22 The obligation on a tribunal to give particulars of information pursuant to s 424A(1) is subject to the provisions of subs (3). The applicant contends that the information in the two reports referred to in the reasons of the Tribunal is information about "another person" and so not excluded by s 424A(3)(a) from the obligation arising under s 424A(1). It is common ground that the information was not available to the Tribunal at the date of the hearing and came to its attention subsequently. Nothing is made of this in the case for the respondent. However, for the respondent it is contended that the information in question, to the extent it was not put to the applicant at the hearing, was not information that was part of the reason for the Tribunal affirming the decision under review. It is submitted for the respondent that the information on which the Tribunal partly relied to reach its decision was this, namely: the question that there did not appear to have been any publicity in Egypt concerning espionage cases in the circumstances raised in the applicant's claim and this would be unusual where Egyptian authorities have an interest in publicising such cases concerning spying for Israel. I accept that the Tribunal's reasons make apparent that at the hearing the issue of such publicity had been put to the applicant who responded to it, as the reasons of the Tribunal record. It was that aspect alone which formed part of the reasoning of the Tribunal for affirming the decision.

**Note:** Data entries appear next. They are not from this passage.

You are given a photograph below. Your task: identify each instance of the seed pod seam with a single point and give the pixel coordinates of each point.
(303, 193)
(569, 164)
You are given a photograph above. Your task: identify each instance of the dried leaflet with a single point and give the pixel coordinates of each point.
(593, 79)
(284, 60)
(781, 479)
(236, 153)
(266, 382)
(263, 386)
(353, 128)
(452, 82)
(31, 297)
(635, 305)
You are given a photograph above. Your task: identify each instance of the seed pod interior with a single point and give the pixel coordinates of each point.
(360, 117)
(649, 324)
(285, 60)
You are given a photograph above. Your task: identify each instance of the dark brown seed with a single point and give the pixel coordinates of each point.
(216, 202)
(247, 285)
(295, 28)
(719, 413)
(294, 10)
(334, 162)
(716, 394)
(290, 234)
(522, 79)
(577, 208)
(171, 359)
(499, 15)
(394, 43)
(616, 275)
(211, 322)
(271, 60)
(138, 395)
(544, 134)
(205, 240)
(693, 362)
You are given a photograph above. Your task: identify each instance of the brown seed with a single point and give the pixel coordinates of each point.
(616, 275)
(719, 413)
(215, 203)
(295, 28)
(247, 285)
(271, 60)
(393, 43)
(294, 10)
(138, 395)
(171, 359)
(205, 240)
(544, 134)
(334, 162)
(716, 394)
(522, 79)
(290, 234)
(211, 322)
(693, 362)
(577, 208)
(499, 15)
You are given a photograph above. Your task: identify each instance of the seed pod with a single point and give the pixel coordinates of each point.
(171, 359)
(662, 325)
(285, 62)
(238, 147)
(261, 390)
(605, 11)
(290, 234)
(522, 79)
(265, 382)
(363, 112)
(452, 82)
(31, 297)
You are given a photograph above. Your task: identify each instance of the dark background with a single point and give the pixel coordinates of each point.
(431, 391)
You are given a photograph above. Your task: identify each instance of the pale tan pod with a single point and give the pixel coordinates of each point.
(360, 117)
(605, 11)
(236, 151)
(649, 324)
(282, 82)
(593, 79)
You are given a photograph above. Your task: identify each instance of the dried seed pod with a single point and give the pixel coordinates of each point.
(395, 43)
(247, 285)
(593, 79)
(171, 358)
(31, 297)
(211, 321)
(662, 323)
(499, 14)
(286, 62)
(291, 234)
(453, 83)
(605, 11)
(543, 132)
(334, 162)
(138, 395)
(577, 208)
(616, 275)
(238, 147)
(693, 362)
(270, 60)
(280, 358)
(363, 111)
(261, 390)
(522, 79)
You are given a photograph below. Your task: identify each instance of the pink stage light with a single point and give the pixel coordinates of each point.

23 In the passage where the Tribunal referred to the two newspaper articles it did so to "provide some background on the reasons for and handling of espionage cases in Egypt". At the conclusion of the cited articles the general observation is extracted as to how such cases tend to occur in Egypt in response to developments in relation to Israel. In my opinion in any event the information was therefore not "specifically" about "another person" but rather was illustrative of the way in which persons charged with espionage generally in Egypt are dealt with and addressed the class of which the applicant is said to be a member. In the event that is not correct, the information would nevertheless not qualify for notification under s 424A(1) because, for reasons given above, to the extent it was not put to the applicant at the hearing, it was not information which was part of the reason for the Tribunal's decision. That is made apparent by the last two quotations from the Tribunal's reasons on this issue set out above. The information which did not form part of the Tribunal's reasoning was limited to the issue of the absence of publicity of the case and that issue had been put to the applicant at the hearing.

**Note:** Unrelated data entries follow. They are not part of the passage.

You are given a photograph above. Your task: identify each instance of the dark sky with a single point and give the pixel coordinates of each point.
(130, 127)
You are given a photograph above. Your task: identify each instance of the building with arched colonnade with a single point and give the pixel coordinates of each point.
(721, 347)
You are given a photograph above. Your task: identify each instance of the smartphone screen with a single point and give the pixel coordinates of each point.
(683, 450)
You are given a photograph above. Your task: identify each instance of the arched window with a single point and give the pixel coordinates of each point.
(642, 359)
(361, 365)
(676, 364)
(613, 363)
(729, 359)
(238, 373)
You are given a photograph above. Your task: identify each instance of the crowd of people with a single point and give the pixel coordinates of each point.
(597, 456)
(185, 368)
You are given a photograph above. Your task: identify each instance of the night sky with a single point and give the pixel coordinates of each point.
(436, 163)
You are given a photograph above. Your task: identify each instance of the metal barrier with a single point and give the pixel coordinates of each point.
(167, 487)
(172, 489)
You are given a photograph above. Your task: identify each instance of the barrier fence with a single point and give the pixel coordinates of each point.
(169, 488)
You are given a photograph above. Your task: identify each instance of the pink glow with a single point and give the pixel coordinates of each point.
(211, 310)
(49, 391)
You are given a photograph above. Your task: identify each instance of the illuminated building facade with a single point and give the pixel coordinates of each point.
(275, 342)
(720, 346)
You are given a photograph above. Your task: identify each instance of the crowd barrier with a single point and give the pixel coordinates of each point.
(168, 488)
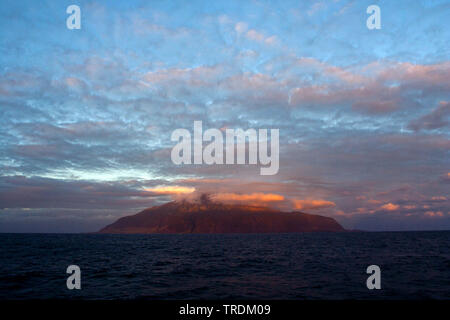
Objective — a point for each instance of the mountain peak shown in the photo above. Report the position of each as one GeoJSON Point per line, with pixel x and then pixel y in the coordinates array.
{"type": "Point", "coordinates": [214, 217]}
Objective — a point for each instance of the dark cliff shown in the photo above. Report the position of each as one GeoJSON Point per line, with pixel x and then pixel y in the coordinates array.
{"type": "Point", "coordinates": [186, 217]}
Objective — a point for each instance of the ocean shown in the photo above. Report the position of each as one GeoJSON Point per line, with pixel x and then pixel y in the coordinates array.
{"type": "Point", "coordinates": [414, 265]}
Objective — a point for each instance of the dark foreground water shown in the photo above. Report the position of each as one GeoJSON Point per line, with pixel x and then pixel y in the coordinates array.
{"type": "Point", "coordinates": [414, 265]}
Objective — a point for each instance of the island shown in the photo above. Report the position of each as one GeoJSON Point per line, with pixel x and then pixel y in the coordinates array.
{"type": "Point", "coordinates": [184, 217]}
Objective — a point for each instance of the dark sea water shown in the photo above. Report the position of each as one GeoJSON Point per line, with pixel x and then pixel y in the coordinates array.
{"type": "Point", "coordinates": [414, 265]}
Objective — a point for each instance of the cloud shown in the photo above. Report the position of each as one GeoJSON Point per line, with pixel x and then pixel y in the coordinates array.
{"type": "Point", "coordinates": [248, 198]}
{"type": "Point", "coordinates": [437, 119]}
{"type": "Point", "coordinates": [171, 190]}
{"type": "Point", "coordinates": [312, 204]}
{"type": "Point", "coordinates": [390, 207]}
{"type": "Point", "coordinates": [434, 213]}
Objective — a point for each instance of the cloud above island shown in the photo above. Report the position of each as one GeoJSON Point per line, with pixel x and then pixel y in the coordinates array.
{"type": "Point", "coordinates": [87, 115]}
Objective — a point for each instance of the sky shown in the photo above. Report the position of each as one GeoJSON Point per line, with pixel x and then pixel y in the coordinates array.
{"type": "Point", "coordinates": [86, 115]}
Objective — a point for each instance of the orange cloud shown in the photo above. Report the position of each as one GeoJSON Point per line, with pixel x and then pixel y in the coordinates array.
{"type": "Point", "coordinates": [171, 190]}
{"type": "Point", "coordinates": [439, 198]}
{"type": "Point", "coordinates": [390, 207]}
{"type": "Point", "coordinates": [434, 214]}
{"type": "Point", "coordinates": [312, 204]}
{"type": "Point", "coordinates": [253, 197]}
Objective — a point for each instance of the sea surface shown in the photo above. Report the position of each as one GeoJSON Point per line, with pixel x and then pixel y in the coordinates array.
{"type": "Point", "coordinates": [414, 265]}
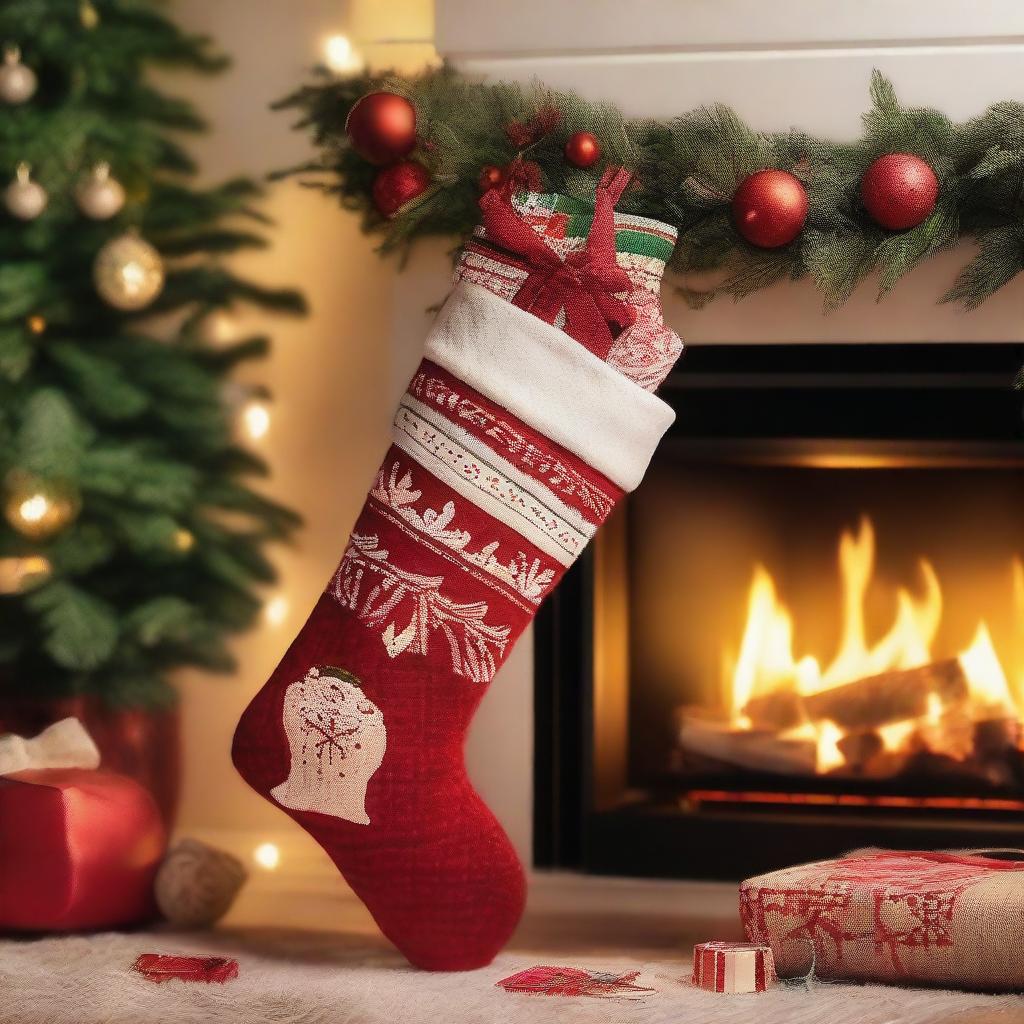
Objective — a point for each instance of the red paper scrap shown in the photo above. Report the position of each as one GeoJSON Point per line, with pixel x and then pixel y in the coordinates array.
{"type": "Point", "coordinates": [571, 981]}
{"type": "Point", "coordinates": [163, 967]}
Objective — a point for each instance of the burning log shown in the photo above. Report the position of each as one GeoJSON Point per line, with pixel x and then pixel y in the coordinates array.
{"type": "Point", "coordinates": [864, 704]}
{"type": "Point", "coordinates": [779, 710]}
{"type": "Point", "coordinates": [751, 749]}
{"type": "Point", "coordinates": [889, 696]}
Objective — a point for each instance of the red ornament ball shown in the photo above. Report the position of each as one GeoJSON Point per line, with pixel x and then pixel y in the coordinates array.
{"type": "Point", "coordinates": [382, 127]}
{"type": "Point", "coordinates": [583, 150]}
{"type": "Point", "coordinates": [398, 184]}
{"type": "Point", "coordinates": [491, 177]}
{"type": "Point", "coordinates": [769, 208]}
{"type": "Point", "coordinates": [899, 190]}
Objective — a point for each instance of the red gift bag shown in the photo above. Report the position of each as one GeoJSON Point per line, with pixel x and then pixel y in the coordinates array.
{"type": "Point", "coordinates": [951, 919]}
{"type": "Point", "coordinates": [78, 850]}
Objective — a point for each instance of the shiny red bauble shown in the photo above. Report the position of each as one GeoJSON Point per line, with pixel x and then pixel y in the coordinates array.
{"type": "Point", "coordinates": [583, 150]}
{"type": "Point", "coordinates": [382, 127]}
{"type": "Point", "coordinates": [398, 184]}
{"type": "Point", "coordinates": [899, 190]}
{"type": "Point", "coordinates": [769, 208]}
{"type": "Point", "coordinates": [491, 177]}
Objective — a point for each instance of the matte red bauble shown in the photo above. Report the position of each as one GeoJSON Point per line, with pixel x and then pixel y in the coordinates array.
{"type": "Point", "coordinates": [583, 150]}
{"type": "Point", "coordinates": [899, 190]}
{"type": "Point", "coordinates": [398, 184]}
{"type": "Point", "coordinates": [769, 208]}
{"type": "Point", "coordinates": [382, 127]}
{"type": "Point", "coordinates": [491, 177]}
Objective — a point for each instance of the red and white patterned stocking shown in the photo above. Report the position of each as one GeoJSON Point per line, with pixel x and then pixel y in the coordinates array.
{"type": "Point", "coordinates": [528, 419]}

24 Even if the s 424A point could be made out, provision of relief under s 481(1) is discretionary. In circumstances where the issue of publicity was put to the applicant at the hearing it does not seem presently apparent that the applicant could establish that the breach denied him a successful outcome. This issue, however, was not argued and I do not reach a concluded view on it.

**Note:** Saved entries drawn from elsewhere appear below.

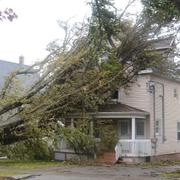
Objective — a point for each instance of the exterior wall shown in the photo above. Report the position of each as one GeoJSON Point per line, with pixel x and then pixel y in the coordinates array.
{"type": "Point", "coordinates": [172, 115]}
{"type": "Point", "coordinates": [138, 96]}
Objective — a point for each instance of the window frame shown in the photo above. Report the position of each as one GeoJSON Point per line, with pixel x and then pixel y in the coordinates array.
{"type": "Point", "coordinates": [158, 127]}
{"type": "Point", "coordinates": [140, 136]}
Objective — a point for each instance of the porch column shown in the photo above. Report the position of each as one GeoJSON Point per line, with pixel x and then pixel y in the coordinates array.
{"type": "Point", "coordinates": [91, 128]}
{"type": "Point", "coordinates": [72, 122]}
{"type": "Point", "coordinates": [133, 132]}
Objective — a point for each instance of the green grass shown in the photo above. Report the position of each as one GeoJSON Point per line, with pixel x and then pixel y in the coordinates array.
{"type": "Point", "coordinates": [8, 173]}
{"type": "Point", "coordinates": [175, 174]}
{"type": "Point", "coordinates": [12, 164]}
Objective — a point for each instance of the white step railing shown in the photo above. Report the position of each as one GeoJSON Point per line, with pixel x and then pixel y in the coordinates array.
{"type": "Point", "coordinates": [133, 148]}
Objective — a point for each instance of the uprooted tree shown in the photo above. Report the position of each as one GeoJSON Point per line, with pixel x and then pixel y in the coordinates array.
{"type": "Point", "coordinates": [95, 58]}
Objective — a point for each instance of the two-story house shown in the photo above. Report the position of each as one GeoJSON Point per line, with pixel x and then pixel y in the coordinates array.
{"type": "Point", "coordinates": [147, 117]}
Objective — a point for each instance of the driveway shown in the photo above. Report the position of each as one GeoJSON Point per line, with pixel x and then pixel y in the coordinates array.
{"type": "Point", "coordinates": [115, 172]}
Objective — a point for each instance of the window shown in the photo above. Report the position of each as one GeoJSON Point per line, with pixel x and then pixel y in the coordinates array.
{"type": "Point", "coordinates": [157, 127]}
{"type": "Point", "coordinates": [125, 129]}
{"type": "Point", "coordinates": [115, 95]}
{"type": "Point", "coordinates": [140, 127]}
{"type": "Point", "coordinates": [178, 130]}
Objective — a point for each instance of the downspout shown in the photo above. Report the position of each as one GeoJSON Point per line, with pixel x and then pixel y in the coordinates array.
{"type": "Point", "coordinates": [163, 117]}
{"type": "Point", "coordinates": [163, 111]}
{"type": "Point", "coordinates": [154, 117]}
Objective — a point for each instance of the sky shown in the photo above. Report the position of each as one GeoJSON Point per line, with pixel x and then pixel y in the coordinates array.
{"type": "Point", "coordinates": [36, 26]}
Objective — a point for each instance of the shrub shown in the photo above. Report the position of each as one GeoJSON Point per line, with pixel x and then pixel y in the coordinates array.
{"type": "Point", "coordinates": [31, 149]}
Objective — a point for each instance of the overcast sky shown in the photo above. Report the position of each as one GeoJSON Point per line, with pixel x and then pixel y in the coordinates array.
{"type": "Point", "coordinates": [36, 26]}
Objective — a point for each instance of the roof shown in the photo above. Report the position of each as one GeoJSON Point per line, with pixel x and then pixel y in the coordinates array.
{"type": "Point", "coordinates": [158, 74]}
{"type": "Point", "coordinates": [118, 107]}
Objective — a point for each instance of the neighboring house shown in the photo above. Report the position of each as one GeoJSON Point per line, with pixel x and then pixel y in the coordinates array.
{"type": "Point", "coordinates": [6, 68]}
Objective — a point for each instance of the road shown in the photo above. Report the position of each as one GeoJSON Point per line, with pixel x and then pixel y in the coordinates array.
{"type": "Point", "coordinates": [115, 172]}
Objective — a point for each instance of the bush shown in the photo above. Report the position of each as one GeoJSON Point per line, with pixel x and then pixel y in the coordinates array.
{"type": "Point", "coordinates": [31, 149]}
{"type": "Point", "coordinates": [79, 141]}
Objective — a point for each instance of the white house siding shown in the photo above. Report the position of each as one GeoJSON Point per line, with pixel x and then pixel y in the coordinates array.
{"type": "Point", "coordinates": [138, 96]}
{"type": "Point", "coordinates": [172, 115]}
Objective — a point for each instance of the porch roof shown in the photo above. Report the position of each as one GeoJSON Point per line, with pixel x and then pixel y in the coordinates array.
{"type": "Point", "coordinates": [119, 110]}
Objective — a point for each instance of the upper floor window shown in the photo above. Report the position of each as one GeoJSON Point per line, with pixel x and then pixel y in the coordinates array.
{"type": "Point", "coordinates": [157, 127]}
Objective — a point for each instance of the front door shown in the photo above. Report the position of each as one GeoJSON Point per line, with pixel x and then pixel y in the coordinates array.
{"type": "Point", "coordinates": [124, 127]}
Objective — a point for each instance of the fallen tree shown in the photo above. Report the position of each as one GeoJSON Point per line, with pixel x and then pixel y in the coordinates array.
{"type": "Point", "coordinates": [78, 76]}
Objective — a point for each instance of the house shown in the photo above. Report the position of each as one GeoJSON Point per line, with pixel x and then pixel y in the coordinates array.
{"type": "Point", "coordinates": [7, 67]}
{"type": "Point", "coordinates": [26, 80]}
{"type": "Point", "coordinates": [146, 116]}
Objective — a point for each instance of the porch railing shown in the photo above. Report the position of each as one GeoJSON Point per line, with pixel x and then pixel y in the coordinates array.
{"type": "Point", "coordinates": [133, 148]}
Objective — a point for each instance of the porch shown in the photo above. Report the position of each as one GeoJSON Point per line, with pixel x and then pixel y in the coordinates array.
{"type": "Point", "coordinates": [133, 129]}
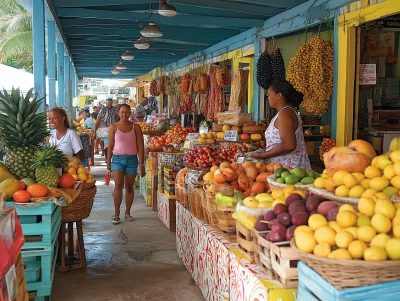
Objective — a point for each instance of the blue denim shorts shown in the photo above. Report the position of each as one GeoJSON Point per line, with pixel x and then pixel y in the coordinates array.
{"type": "Point", "coordinates": [126, 164]}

25 In the course of argument attention was directed to the decision in Schwallie v Minister for Immigration & Multicultural Affairs [2001] FCA 417. There O'Loughlin J allowed an application for review on the ground that the reference to another person in the reasons of the tribunal there under review "loomed large" in the tribunal's reasons. In my opinion that is distinguishable from the present case where attention was directed to the two newspaper articles and the point drawn from them concerning publicity and no further reference was made to any other person the subject of those articles.
26 Accordingly, I agree with the respondent that the information relied upon to support this ground of review is neither information which falls within s 424A(1)(a) nor within s 424A(3)(a).
27 Accordingly this ground of review cannot succeed.